“Photos by Wooster Collective

As we continue our coverage of the latest developments from the legendary street artist Bansky, we have to admit that this latest exhibition has to go down in history as one of his greatest. Banksy, the undercover street artist from the UK who’s work notoriously shows up around the world in the streets (and museum placed by himself before they get removed) of the most interesting places, uses his creative skills and energy to illustrate just how messed up this world has become and to question the meaning of street art. Search “Banksy” on Label Networks and you’ll come up with a series of stories on his street art commentary and the state the world, from Jerusalem to New Orleans, and now, back in New York City, specifically at 89 West 7th Avenue.

Thanks to the updates from the best graffiti and street art sites on the planet, Wooster Collective, the discovery of what looked like a small pet store was revealed. Inside this tiny space in lower Manhattan are animatronics such a bunny rabbit in front of a mirror putting on make-up with it’s head moving back and forth as though examining itself in the mirror, chicken McNuggets on a chicken farm drinking from a sauce container, hotdogs in a fishing bowl that swim, and a faux leopard with a swinging tail on a tree branch in the window display.

Unlike Banksy’s larger show in a warehouse in downtown LA last year filled with massive pieces of artwork and installations including a live pink elephant (which attracted a fair share of celebs, including Angelina Jolie and Brad Pitt during the exclusive pre-party), his latest exhibition space in New York fits maybe 20 people at a time. And there’s no graffiti or drawings anywhere. It’s a complete departure from his normal fare but then again, that’s not all that surprising with Banksy who continues to surprise everyone else. The cool thing is that you can see a lot of the exhibition from the “store” windows. The show runs until Halloween.
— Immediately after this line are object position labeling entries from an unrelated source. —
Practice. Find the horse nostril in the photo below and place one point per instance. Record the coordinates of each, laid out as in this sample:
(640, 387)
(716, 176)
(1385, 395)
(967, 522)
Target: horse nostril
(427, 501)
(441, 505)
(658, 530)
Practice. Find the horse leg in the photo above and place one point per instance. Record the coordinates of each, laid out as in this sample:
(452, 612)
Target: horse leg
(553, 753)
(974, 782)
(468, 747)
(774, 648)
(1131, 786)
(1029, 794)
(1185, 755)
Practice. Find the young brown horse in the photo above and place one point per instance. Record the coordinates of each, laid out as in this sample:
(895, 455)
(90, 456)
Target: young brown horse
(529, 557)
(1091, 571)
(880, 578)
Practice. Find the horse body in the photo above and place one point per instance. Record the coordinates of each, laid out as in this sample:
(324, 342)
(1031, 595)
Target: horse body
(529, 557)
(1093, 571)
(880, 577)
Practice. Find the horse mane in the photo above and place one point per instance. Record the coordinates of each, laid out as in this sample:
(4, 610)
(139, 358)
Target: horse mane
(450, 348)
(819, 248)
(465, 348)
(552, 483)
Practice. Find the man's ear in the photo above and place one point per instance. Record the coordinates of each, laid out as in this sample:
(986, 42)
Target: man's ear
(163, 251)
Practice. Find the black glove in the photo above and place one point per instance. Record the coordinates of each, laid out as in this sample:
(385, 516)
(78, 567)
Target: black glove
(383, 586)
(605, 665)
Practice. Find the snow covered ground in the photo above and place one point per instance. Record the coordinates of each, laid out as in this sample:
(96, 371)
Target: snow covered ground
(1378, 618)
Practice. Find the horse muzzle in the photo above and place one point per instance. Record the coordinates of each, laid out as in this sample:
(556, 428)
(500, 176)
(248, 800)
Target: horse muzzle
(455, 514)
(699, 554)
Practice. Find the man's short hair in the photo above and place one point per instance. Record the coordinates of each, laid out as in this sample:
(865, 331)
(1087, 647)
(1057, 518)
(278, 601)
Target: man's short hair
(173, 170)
Here%u2019s what Banksy had to say about it all, according to Wooster Collective: “New Yorkers don’t care about art, they care about pets. So I’m exhibiting them instead. I wanted to make art that questioned our relationship with animals and the ethics and sustainability of factory farming, but it ended up as chicken nuggets singing. I took all the money I made exploiting an animal in my last show and used it to fund a new show about the exploitation of animals. If its art and you can see it from the street, I guess it could still be considered street art.”